Livorno, a fuoco una raffineria Eni vicina ad un sito contaminato da benzene

Un’esplosione ha generato un incendio all’interno della raffineria Eni di Livorno. Non ci sono né morti né feriti. Un mese fa, la denuncia di Greenpeace.

Prima un boato, poi le fiamme e una colonna di fumo nero visibile a chilometri di distanza. Nel pomeriggio del 30 novembre, un incendio è divampato all’interno della raffineria di Stagno, frazione di Collesalvetti, in provincia di Livorno. Dopo poche ore, le fiamme sono state domate dai vigili del fuoco. Nessun ferito, né vittime, fortunatamente. La Protezione civile del comune di Livorno, a livello precauzionale, ha invitato la cittadinanza a tenere le finestre chiuse.

Cosa è successo a Livorno

L’impianto, di proprietà del colosso Eni, sorge su un’area di circa 150 ettari. Ha una capacità di raffinazione di 84mila barili al giorno e produce prevalentemente benzine, gasolio, olio combustibile e dispone di due linee di produzione di lubrificanti.
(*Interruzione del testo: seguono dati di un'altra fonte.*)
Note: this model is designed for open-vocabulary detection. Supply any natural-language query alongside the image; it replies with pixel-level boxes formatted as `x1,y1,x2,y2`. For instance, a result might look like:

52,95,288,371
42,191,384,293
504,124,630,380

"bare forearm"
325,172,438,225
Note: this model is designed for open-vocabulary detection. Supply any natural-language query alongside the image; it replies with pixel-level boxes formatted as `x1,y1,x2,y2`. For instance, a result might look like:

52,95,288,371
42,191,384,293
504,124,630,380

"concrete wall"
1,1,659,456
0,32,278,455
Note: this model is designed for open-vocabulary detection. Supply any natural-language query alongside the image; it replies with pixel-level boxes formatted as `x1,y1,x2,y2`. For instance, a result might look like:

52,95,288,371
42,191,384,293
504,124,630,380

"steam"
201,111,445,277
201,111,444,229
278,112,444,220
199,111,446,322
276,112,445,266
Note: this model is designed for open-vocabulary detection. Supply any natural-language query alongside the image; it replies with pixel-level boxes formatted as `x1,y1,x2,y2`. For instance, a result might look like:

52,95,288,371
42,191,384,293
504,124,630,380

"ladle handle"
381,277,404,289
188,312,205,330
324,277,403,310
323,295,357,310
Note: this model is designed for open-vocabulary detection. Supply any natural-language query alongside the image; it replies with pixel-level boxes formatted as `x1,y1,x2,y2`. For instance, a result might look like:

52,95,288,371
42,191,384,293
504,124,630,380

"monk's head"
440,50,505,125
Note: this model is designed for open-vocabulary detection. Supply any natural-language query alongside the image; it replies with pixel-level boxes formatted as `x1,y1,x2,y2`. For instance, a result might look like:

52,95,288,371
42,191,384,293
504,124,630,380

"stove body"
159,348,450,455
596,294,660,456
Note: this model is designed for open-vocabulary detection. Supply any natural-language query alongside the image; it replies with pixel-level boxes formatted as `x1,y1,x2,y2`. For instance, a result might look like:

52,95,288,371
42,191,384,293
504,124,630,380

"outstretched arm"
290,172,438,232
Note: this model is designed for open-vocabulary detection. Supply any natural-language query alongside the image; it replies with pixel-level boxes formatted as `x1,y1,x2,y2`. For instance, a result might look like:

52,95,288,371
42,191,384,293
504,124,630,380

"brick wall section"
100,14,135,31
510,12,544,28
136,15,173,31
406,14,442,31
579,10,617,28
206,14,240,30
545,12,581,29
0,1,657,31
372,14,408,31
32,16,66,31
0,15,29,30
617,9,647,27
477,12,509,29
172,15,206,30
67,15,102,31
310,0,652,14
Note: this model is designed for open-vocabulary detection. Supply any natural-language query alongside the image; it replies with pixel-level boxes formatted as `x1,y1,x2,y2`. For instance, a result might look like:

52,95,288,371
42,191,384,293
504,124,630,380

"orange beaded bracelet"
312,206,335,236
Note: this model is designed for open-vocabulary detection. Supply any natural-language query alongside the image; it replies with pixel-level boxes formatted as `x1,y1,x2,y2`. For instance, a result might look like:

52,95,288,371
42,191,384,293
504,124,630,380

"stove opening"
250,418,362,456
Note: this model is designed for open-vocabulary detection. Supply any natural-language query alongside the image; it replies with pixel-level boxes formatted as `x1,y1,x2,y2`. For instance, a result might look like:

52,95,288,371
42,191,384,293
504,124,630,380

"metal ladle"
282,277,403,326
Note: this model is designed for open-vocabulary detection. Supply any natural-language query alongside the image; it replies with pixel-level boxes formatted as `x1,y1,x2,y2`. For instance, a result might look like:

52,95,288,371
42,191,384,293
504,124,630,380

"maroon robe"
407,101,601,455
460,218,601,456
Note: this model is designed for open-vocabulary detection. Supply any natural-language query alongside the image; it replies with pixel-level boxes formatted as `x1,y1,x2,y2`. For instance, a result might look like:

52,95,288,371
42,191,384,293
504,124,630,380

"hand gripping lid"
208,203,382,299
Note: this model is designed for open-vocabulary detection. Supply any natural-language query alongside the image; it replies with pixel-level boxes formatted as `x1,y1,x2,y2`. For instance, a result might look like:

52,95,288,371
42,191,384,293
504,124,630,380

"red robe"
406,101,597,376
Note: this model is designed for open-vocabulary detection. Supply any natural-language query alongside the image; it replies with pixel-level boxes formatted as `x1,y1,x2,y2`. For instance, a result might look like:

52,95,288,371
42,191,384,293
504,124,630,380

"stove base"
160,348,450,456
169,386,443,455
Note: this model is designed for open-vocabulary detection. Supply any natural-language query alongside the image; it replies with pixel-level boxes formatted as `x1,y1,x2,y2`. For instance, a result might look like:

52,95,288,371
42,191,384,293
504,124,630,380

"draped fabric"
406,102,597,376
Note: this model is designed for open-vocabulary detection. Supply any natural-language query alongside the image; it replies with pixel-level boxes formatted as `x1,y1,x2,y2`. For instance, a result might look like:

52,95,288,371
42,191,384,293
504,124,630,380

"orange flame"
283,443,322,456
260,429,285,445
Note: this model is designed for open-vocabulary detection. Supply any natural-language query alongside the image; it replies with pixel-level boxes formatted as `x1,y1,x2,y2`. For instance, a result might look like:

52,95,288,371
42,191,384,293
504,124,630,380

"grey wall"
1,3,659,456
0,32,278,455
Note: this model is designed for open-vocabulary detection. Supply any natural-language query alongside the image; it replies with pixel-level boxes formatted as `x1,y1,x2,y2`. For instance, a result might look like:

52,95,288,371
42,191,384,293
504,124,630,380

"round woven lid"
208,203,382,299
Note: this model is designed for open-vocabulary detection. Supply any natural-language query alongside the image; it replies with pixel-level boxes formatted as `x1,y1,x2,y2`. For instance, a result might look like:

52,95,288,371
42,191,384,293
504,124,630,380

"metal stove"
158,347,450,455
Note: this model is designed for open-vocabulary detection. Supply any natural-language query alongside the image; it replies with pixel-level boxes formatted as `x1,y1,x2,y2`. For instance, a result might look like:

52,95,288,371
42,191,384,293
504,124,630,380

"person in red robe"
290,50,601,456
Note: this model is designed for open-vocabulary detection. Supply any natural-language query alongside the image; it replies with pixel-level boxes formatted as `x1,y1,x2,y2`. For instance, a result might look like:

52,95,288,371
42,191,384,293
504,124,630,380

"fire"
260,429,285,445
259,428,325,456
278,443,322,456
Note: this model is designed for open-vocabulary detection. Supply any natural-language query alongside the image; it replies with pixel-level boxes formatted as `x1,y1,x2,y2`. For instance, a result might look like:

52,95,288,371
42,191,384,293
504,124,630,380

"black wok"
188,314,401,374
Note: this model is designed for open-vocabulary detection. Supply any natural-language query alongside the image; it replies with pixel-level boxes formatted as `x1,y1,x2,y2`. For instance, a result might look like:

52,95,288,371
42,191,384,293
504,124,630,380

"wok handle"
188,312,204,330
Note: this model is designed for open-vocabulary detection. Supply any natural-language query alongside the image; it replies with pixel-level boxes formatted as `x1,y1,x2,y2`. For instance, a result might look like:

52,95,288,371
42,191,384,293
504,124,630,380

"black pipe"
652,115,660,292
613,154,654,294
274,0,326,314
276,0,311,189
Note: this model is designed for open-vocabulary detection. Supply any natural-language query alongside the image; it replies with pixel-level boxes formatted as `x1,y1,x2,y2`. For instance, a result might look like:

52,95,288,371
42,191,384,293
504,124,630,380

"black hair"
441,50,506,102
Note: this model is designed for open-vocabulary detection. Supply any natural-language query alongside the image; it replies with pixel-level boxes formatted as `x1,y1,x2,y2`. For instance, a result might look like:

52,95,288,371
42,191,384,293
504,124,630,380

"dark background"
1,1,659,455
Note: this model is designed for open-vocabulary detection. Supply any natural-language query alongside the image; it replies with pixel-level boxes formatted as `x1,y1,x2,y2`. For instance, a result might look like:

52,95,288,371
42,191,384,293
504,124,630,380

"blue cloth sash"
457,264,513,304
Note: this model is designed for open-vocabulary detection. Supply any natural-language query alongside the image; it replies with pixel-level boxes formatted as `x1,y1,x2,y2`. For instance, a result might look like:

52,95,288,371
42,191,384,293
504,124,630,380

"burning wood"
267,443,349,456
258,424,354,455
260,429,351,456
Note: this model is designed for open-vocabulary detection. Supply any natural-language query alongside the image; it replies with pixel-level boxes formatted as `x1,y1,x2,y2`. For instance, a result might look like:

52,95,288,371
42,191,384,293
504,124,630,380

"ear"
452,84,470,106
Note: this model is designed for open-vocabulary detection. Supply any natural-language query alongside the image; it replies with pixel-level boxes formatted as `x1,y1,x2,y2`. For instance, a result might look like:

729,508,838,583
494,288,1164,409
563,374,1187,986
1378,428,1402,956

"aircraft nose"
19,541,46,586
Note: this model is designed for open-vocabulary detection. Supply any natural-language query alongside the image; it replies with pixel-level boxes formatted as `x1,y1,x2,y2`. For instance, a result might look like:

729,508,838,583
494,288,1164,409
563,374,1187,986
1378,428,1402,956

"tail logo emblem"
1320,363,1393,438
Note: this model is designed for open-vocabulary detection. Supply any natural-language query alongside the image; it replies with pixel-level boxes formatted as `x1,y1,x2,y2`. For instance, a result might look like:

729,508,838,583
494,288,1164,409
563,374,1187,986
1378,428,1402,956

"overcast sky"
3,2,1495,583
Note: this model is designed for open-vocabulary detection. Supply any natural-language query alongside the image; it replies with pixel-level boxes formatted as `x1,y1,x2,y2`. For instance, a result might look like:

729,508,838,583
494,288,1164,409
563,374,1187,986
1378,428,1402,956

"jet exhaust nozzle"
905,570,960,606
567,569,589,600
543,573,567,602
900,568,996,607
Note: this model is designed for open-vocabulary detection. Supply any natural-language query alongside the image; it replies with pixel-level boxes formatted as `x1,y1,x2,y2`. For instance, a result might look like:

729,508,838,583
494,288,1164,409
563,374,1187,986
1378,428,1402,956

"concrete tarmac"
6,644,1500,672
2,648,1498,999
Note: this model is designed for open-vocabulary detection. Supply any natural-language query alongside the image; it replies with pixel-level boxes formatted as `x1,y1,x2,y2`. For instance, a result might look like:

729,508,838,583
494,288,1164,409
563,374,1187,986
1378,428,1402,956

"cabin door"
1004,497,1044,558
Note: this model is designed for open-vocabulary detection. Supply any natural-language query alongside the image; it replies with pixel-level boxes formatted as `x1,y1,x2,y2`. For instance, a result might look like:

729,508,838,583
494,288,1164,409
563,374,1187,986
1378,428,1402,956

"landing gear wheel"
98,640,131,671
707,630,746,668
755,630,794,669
Secondo i vigili del fuoco, è proprio da una di queste due linee, in particolare da un forno, che è originato l’incendio.

All’interno della raffineria si trova anche una centrale elettrica costituita da due impianti turbogas. Nel 2016, un grande boato avvertito dalla popolazione di Livorno, originò dall’esplosione di una tubazione ad alta pressione all’interno di una caldaia per la produzione di vapore a servizio della centrale termoelettrica.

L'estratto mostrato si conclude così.